Peter Scholtes le disait déjà : « Dans un monde sans données, l’opinion prévaut ».

En informatique, comme ailleurs, cela pourrait devenir un adage dangereux. Surtout quand il s’agit de comparer des produits aux caractéristiques plus ou moins mesurables, où les benchmarks peuvent varier du tout au tout car non adaptés.

Prenons l’exemple de l’antivirus.

D’un antivirus à un autre, il y a des caractéristiques communes, connues et aisément comparables : exploitabilité de la solution, prix, Support Client par l’éditeur (ou l’intégrateur), ou encore pérennité de la société garante du produit.Les caractéristiques uniques d’un antivirus, sont, elles, plus difficilement mesurables : elles sont liées au cœur de métier du produit, c’est-à-dire au service qu’il va rendre au client. Dans le domaine de la sécurité de l’information, le service se définit le plus souvent par sa capacité à bloquer les menaces. Mais comment évaluer concrètement cette aptitude ? A travers des benchmarks ?

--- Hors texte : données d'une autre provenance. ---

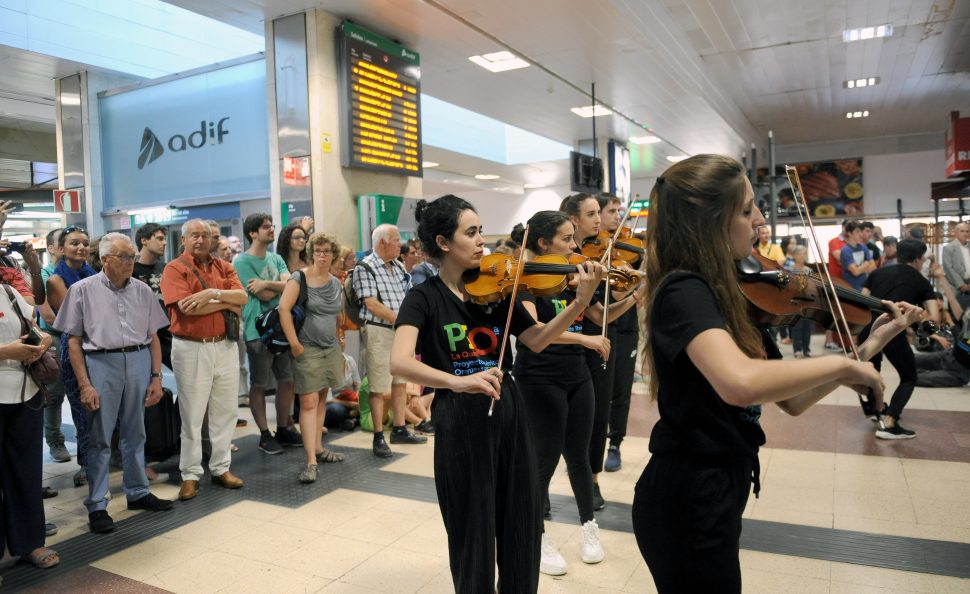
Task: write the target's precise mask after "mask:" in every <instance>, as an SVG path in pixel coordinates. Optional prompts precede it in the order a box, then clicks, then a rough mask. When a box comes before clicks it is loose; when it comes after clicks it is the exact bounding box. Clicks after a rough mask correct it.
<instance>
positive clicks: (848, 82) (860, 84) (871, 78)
mask: <svg viewBox="0 0 970 594" xmlns="http://www.w3.org/2000/svg"><path fill="white" fill-rule="evenodd" d="M878 84H879V77H878V76H869V77H864V78H856V79H853V80H846V81H842V86H843V87H845V88H846V89H861V88H864V87H874V86H876V85H878Z"/></svg>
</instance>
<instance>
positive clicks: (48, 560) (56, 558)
mask: <svg viewBox="0 0 970 594" xmlns="http://www.w3.org/2000/svg"><path fill="white" fill-rule="evenodd" d="M26 558H27V561H30V562H31V563H33V564H34V566H35V567H39V568H41V569H47V568H48V567H54V566H55V565H57V564H58V563H60V562H61V558H60V556H59V555H58V554H57V551H55V550H54V549H48V548H47V547H40V548H39V549H34V550H33V551H31V553H30V554H29V555H27V557H26Z"/></svg>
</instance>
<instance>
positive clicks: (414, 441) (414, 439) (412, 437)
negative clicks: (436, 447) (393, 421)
mask: <svg viewBox="0 0 970 594" xmlns="http://www.w3.org/2000/svg"><path fill="white" fill-rule="evenodd" d="M391 443H409V444H419V443H428V438H427V437H421V436H420V435H415V434H413V433H411V432H410V431H408V430H407V429H405V430H404V431H396V430H395V431H391Z"/></svg>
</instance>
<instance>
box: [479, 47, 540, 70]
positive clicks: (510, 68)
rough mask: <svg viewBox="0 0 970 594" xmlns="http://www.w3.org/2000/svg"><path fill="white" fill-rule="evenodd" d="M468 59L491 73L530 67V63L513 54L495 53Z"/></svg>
mask: <svg viewBox="0 0 970 594" xmlns="http://www.w3.org/2000/svg"><path fill="white" fill-rule="evenodd" d="M468 59H469V60H471V61H472V62H474V63H476V64H478V65H479V66H481V67H482V68H484V69H486V70H488V71H490V72H505V71H506V70H517V69H519V68H526V67H528V66H529V63H528V62H526V61H525V60H523V59H522V58H520V57H518V56H516V55H515V54H513V53H512V52H494V53H491V54H483V55H481V56H470V57H469V58H468Z"/></svg>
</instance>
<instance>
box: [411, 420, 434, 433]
mask: <svg viewBox="0 0 970 594" xmlns="http://www.w3.org/2000/svg"><path fill="white" fill-rule="evenodd" d="M414 432H415V433H420V434H422V435H434V423H432V422H431V421H429V420H427V419H425V420H424V421H421V422H420V423H418V424H417V425H415V426H414Z"/></svg>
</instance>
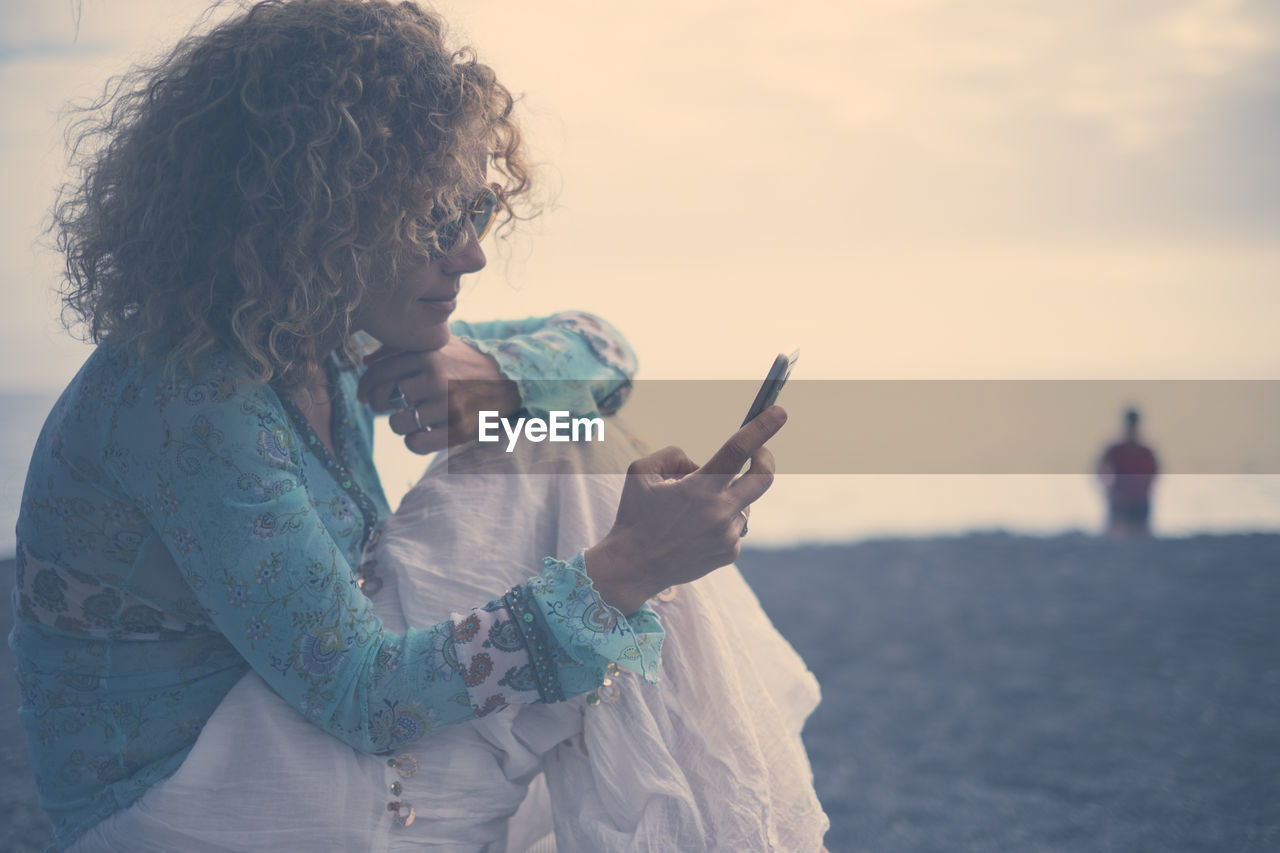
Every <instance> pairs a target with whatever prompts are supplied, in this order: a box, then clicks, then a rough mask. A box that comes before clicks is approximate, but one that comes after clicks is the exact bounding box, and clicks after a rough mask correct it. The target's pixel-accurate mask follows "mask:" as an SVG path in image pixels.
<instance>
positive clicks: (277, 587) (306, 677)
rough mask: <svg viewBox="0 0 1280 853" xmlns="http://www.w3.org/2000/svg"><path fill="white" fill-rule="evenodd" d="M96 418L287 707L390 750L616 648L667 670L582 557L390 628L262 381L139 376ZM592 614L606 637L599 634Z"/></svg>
mask: <svg viewBox="0 0 1280 853" xmlns="http://www.w3.org/2000/svg"><path fill="white" fill-rule="evenodd" d="M104 429H105V447H106V456H108V460H109V466H110V470H111V475H113V478H114V479H115V480H116V484H118V487H119V488H120V489H123V491H124V492H125V493H127V494H128V496H129V497H132V500H133V501H134V502H136V503H137V506H140V507H141V508H142V511H143V514H145V515H146V517H147V521H148V524H150V526H151V529H152V530H154V532H155V535H157V537H159V538H160V539H161V542H163V543H164V546H165V547H166V549H168V551H169V553H170V555H172V556H173V558H174V561H175V562H177V566H178V570H179V573H180V574H182V576H183V578H184V580H186V583H187V584H188V585H189V587H191V589H192V590H193V592H195V596H196V597H197V599H198V602H200V606H201V607H202V608H204V610H205V612H206V613H207V617H209V620H210V621H211V622H212V625H214V626H215V628H216V629H218V630H219V631H220V633H221V634H223V635H225V637H227V639H228V640H229V642H230V643H232V644H233V646H234V647H236V649H237V651H238V652H239V653H241V654H242V656H243V657H244V660H246V661H247V662H248V663H250V666H252V669H253V670H255V671H257V672H259V674H260V675H261V676H262V678H264V679H265V680H266V681H268V684H270V685H271V688H273V689H274V690H275V692H276V693H278V694H279V695H280V697H283V698H284V699H285V701H287V702H288V703H289V704H291V706H293V707H294V708H297V710H298V711H300V712H301V713H302V715H303V716H306V717H307V719H308V720H311V721H312V722H314V724H316V725H317V726H320V727H323V729H325V730H326V731H329V733H330V734H333V735H334V736H337V738H339V739H340V740H343V742H346V743H347V744H349V745H352V747H355V748H356V749H361V751H364V752H387V751H393V749H396V748H398V747H401V745H402V744H406V743H410V742H412V740H416V739H419V738H421V736H422V735H425V734H428V733H430V731H433V730H434V729H438V727H440V726H444V725H448V724H453V722H460V721H465V720H471V719H475V717H477V716H484V715H485V713H489V712H492V711H495V710H498V708H502V707H506V706H507V704H518V703H529V702H552V701H557V699H562V698H566V697H570V695H573V694H576V693H581V692H585V690H589V689H591V688H593V686H595V685H598V684H599V683H600V679H602V678H603V674H604V671H605V667H607V666H608V663H609V662H611V661H616V662H617V663H618V665H621V666H628V667H630V669H636V667H637V666H639V662H641V661H645V660H649V669H650V670H652V669H653V667H655V666H657V662H655V661H657V648H658V647H659V646H660V628H658V626H657V622H655V620H650V619H646V617H645V613H644V612H640V613H636V615H632V617H631V619H627V617H623V616H622V615H621V613H618V611H616V610H613V608H609V607H608V606H607V605H604V602H603V601H602V599H600V598H599V596H596V594H595V593H594V590H591V589H590V581H589V580H588V579H586V575H585V573H582V571H581V564H580V561H579V564H577V565H572V564H561V562H556V561H553V562H550V564H548V565H547V566H545V567H541V574H538V575H536V576H535V578H534V579H532V580H531V581H530V583H529V584H525V585H521V587H516V588H515V589H512V590H509V592H508V593H507V594H504V596H503V597H500V598H498V599H494V601H492V602H488V603H485V605H483V606H480V607H476V608H475V610H472V611H470V612H466V613H454V615H453V617H452V619H451V620H447V621H444V622H440V624H438V625H433V626H429V628H422V629H419V630H415V629H411V630H408V631H406V633H404V634H396V633H390V631H387V630H384V629H383V625H381V621H380V620H379V619H378V617H376V615H375V613H374V612H372V607H371V605H370V602H369V599H367V598H366V597H365V596H364V594H362V593H361V592H360V589H358V587H357V585H356V583H355V579H353V573H352V569H351V565H349V564H348V561H347V558H346V556H344V553H343V549H342V547H339V544H338V542H337V540H335V539H334V538H333V537H332V535H330V533H329V532H328V529H326V528H325V525H324V523H323V519H321V517H320V512H319V511H317V507H316V506H315V505H314V503H312V497H311V493H310V492H308V485H307V474H308V473H310V471H312V470H314V469H312V467H307V469H306V470H305V469H303V466H302V459H303V453H305V452H306V451H305V450H303V448H301V447H300V446H298V444H300V442H298V438H297V435H296V434H294V430H293V429H292V427H291V424H289V420H288V416H287V415H285V412H284V409H283V406H282V403H280V402H279V398H278V397H275V394H274V392H273V391H271V389H270V388H264V387H261V386H247V384H246V383H243V382H241V383H237V382H236V380H233V379H227V378H225V377H223V378H219V377H216V375H214V377H210V378H207V379H205V380H202V382H201V383H193V384H187V386H179V387H165V386H163V384H160V386H151V387H150V388H142V389H141V393H140V389H138V388H137V387H134V388H133V394H132V397H131V403H129V405H124V406H120V407H119V409H116V410H115V412H114V414H113V416H111V418H110V421H109V423H108V424H105V425H104ZM325 474H328V473H325ZM311 475H315V474H314V473H312V474H311ZM530 569H531V574H534V573H538V570H539V567H538V566H531V567H530ZM585 612H590V613H591V616H593V619H581V617H580V616H581V613H585ZM575 613H576V615H577V616H575ZM593 620H594V621H593ZM599 626H607V628H608V631H607V635H605V637H604V638H603V639H604V640H607V642H605V643H604V644H603V646H602V644H600V643H596V642H593V639H591V637H590V633H591V631H593V630H595V629H598V628H599ZM584 631H586V633H588V634H584ZM595 633H596V634H599V630H595ZM596 639H602V638H596Z"/></svg>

Les benchmarks pour antivirus sont élaborés en fonction des propriétés des antivirus traditionnels : ils comparent donc la capacité de blocage des bases de signature de l’antivirus, approche honorable … mais réactive. La base de signature recense des menaces déjà identifiées. Si une menace change de forme et attaque, elle ne sera plus inventoriée dans la base de signature… qui n’alertera pas l’antivirus, lequel, à son tour, sera totalement impuissant à stopper le mal.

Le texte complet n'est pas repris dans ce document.